"""
DATA 2027 · Lab 4 — semantic operators. THIS is the file you edit.

You implement three operators with statistical contracts, plus the plan and
cost machinery your optimizer needs to choose between candidate executions:

    sem_filter(sim, rows, predicate, target_precision=0.95, plan=None)
    sem_join(sim, left, right, predicate, budget=None, plan=None)
    sem_topk(sim, rows, criterion, k, plan=None)

"rows" / "left" / "right" are lists of dicts as produced by csv.DictReader
over reviews.csv / products.csv (call load_csv below). All model access goes
through the provided Simulator; the ledger it carries is the only meter the
grader trusts, so never instantiate a second Simulator mid-pipeline.

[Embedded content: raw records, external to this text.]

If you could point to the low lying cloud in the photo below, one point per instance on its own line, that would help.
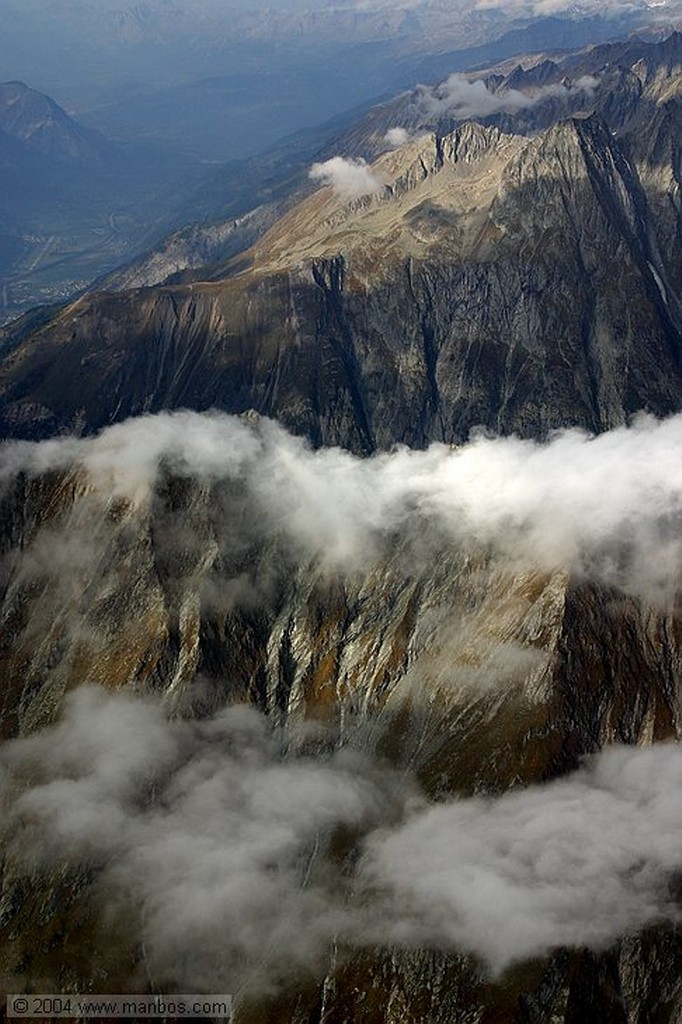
(581, 861)
(350, 178)
(226, 855)
(464, 97)
(608, 508)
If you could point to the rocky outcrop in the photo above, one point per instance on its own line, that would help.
(472, 673)
(521, 287)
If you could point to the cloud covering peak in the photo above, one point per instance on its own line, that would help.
(350, 178)
(228, 857)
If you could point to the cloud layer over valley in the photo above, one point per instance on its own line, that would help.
(226, 852)
(608, 508)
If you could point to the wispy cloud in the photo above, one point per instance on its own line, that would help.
(466, 97)
(221, 852)
(350, 178)
(607, 507)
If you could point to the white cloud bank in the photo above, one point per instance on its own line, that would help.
(213, 847)
(607, 507)
(464, 97)
(350, 178)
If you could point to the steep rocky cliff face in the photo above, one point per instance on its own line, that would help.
(467, 670)
(519, 283)
(476, 288)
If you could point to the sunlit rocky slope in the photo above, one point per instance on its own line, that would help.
(517, 283)
(435, 637)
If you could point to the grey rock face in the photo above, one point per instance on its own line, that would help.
(554, 304)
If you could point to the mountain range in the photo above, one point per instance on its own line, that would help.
(359, 514)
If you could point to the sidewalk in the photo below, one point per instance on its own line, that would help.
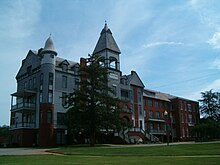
(22, 151)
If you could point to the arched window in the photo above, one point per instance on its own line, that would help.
(113, 62)
(102, 61)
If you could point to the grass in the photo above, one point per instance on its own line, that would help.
(193, 154)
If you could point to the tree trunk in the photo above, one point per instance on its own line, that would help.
(92, 139)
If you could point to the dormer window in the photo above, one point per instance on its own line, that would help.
(65, 67)
(29, 70)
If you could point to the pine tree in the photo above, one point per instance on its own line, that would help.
(93, 108)
(210, 104)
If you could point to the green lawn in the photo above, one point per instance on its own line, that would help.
(193, 154)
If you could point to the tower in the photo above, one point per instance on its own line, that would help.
(46, 94)
(109, 52)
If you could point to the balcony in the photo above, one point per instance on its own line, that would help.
(23, 106)
(156, 119)
(155, 131)
(22, 125)
(191, 124)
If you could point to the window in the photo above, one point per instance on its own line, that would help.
(139, 96)
(50, 81)
(189, 106)
(64, 81)
(158, 126)
(182, 118)
(76, 83)
(150, 103)
(156, 104)
(113, 63)
(50, 96)
(187, 132)
(186, 118)
(25, 85)
(29, 70)
(64, 67)
(64, 99)
(190, 118)
(34, 82)
(125, 93)
(157, 115)
(151, 126)
(41, 78)
(49, 117)
(30, 84)
(61, 117)
(181, 105)
(140, 110)
(183, 132)
(150, 114)
(41, 97)
(114, 91)
(141, 124)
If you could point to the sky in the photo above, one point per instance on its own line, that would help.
(174, 46)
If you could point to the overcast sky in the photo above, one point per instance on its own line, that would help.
(174, 46)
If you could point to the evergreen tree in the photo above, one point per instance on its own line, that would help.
(93, 108)
(210, 104)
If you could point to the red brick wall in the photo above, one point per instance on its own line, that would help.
(46, 129)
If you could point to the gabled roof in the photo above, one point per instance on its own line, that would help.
(106, 41)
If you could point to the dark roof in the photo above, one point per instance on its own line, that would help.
(106, 41)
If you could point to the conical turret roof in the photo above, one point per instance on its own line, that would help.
(106, 41)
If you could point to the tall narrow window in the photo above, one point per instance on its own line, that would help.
(150, 103)
(139, 96)
(150, 114)
(64, 81)
(140, 109)
(41, 78)
(156, 104)
(114, 91)
(49, 117)
(157, 115)
(34, 82)
(64, 99)
(30, 84)
(41, 97)
(50, 96)
(50, 81)
(76, 83)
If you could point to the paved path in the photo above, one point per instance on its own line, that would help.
(22, 151)
(34, 151)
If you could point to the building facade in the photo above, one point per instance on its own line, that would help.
(38, 107)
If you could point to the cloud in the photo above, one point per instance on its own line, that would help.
(215, 40)
(19, 18)
(154, 44)
(215, 85)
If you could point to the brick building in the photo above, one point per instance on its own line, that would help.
(38, 106)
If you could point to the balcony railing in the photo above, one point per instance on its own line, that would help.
(157, 119)
(155, 131)
(23, 105)
(23, 125)
(191, 124)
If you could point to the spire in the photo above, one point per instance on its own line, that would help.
(106, 41)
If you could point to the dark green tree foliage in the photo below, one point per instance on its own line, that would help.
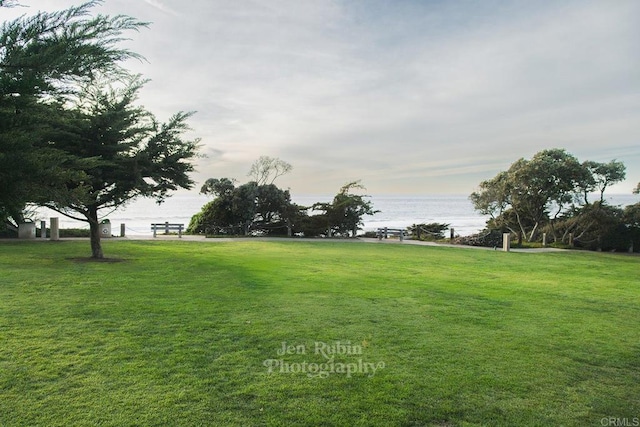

A NAIVE sem_filter is provided and working: frontier tier, every row, written
order. It is your M1 control arm and your correctness reference — your
cascaded version must match its quality contract, not its bill.

Run the smoke test (needs reviews.csv from make_data.py in the same dir):

    python3 operators_stub.py
"""

from __future__ import annotations

import csv
import math
from dataclasses import dataclass, field
from typing import Any, Optional, Sequence

from simulator import Ledger, Simulator, grade_filter

Row = dict[str, Any]


# ---------------------------------------------------------------------------
# Plan and cost machinery
# ---------------------------------------------------------------------------

@dataclass
class CascadeConfig:
    """Routing thresholds for one predicate. Both taus MUST come out of your
    calibration code (calibrate_thresholds below) — hand-tuned constants are
    a rubric violation and fail the grader's shifted-split re-run."""
    tau_lo: float = 0.0          # score <= tau_lo  -> reject, no model call
    tau_hi: float = 1.0          # score >= tau_hi  -> accept, no model call
    delta: float = 0.05          # per-threshold confidence parameter
    escalate_tier: str = "cheap"     # middle band goes here first
    final_tier: str = "frontier"     # low-confidence residue goes here


@dataclass
class OpConfig:
    """Everything the optimizer decided about one operator instance."""
    op: str                              # "sem_filter" | "sem_join" | "sem_topk"
    predicate: str
    tier: str = "frontier"
    cascade: Optional[CascadeConfig] = None
    blocker_m: Optional[int] = None      # sem_join: keep top-m products / review
    pilot_n: int = 0                     # rows sampled for selectivity estimation


@dataclass
class Plan:
    """An executable plan: operator configs plus an execution order over the
    op names (e.g. ["P2", "P1", "JOIN", "TOPK"]). Serialize it into your
    report; the grader re-executes plans, it does not trust prose."""
    ops: dict[str, OpConfig] = field(default_factory=dict)
    order: list[str] = field(default_factory=list)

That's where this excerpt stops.